When to use “Which” and When to Use “That”
Which is usually used to introduce a nonrestrictive (unnecessary) clause. This type of clause is not essential to the meaning of a sentence. It merely provides additional information. Nonrestrictive clauses should be set off by commas. Thus, a which clause is one that provides nonessential information and is framed by commas:
The English Island, which offers both one-on-one and small group English classes, is located in Atlanta.
If you were to replace which with that in this example, it would probably “sound” wrong to a native English speaker. He or she would likely recognize that something is off about the construction of the sentence, even if he or she couldn’t articulate exactly why:
The English Island that offers both one-on-one and small group English classes is located in Atlanta.
So what, exactly, has happened here that would bother a native English speaker? Well, replacing which with that in this example changes the meaning of the sentence. Taken literally, the use of that and a restrictive clause indicates that there are multiple English Islands and that the one offering individual and group classes is based in Atlanta.

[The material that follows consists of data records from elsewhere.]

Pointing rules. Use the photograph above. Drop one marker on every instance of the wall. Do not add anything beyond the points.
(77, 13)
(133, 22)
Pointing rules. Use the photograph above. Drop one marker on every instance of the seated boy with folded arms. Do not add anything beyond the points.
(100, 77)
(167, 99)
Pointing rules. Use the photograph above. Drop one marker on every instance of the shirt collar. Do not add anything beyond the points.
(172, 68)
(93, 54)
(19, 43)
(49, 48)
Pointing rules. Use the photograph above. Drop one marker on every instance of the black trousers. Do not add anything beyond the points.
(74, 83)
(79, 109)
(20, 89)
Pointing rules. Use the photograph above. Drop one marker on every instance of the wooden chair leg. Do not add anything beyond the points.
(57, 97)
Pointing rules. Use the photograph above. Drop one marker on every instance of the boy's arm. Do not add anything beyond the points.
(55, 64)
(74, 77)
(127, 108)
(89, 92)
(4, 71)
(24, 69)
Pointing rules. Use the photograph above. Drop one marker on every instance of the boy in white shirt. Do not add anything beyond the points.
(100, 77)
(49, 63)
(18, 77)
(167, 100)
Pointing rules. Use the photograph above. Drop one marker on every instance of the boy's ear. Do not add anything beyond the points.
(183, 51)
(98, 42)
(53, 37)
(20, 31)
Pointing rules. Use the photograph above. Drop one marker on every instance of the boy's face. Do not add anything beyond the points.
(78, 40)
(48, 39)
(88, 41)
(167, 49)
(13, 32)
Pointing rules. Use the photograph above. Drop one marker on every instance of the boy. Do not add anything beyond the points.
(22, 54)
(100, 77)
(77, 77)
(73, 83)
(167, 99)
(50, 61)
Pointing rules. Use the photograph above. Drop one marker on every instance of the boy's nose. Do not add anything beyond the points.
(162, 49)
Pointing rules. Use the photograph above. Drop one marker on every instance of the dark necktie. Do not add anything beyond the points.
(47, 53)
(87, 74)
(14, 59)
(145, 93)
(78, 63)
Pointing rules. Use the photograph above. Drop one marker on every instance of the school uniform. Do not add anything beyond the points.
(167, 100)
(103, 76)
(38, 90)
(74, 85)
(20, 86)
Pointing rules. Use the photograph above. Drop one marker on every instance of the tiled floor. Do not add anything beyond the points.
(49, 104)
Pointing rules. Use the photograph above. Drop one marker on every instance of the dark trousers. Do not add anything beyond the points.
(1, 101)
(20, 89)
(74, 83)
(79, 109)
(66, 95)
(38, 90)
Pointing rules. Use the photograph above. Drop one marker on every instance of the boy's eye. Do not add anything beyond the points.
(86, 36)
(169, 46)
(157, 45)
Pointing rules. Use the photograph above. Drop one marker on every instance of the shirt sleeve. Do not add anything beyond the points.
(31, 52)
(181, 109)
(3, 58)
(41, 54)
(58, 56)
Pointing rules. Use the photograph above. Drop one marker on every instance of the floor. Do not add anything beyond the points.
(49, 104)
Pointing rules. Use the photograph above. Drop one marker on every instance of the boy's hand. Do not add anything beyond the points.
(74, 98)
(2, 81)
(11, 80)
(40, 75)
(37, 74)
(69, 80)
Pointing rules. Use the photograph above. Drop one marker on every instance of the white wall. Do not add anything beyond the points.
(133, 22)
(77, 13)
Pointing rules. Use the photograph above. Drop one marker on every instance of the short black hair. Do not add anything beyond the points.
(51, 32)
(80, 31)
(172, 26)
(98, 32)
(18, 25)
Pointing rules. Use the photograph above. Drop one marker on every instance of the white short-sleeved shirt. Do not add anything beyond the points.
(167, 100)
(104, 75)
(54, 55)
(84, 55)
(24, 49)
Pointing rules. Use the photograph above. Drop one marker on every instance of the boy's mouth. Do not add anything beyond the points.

While it’s true that our English classes are one of our core services, they are not essential to the meaning of this particular sentence. Forcing them into a restrictive (essential) clause via that only serves to make the meaning of the sentence less clear.
This is a very obvious example of how switching between which and that can completely change the meaning of a sentence. In other situations, the difference in meaning is less immediately apparent. This is usually the case when the subject is a generic noun, one that doesn’t identify a particular person, place, or thing. Consider the following examples where both which and that will sound equally “right” to a typical native English speaker:
Her house, which has green siding, needs a new roof.
She only owns one house, and that house needs a new roof.
Her house that has green siding needs a new roof.
She owns more than one house. The one with green siding needs a new roof.
The tree roots, which were just removed, had begun to damage our patio.
All the tree roots in our back yard had grown under our patio and caused the concrete to crack.
The tree roots that were just removed had begun to damage our patio.
We removed just the tree roots responsible for the crack.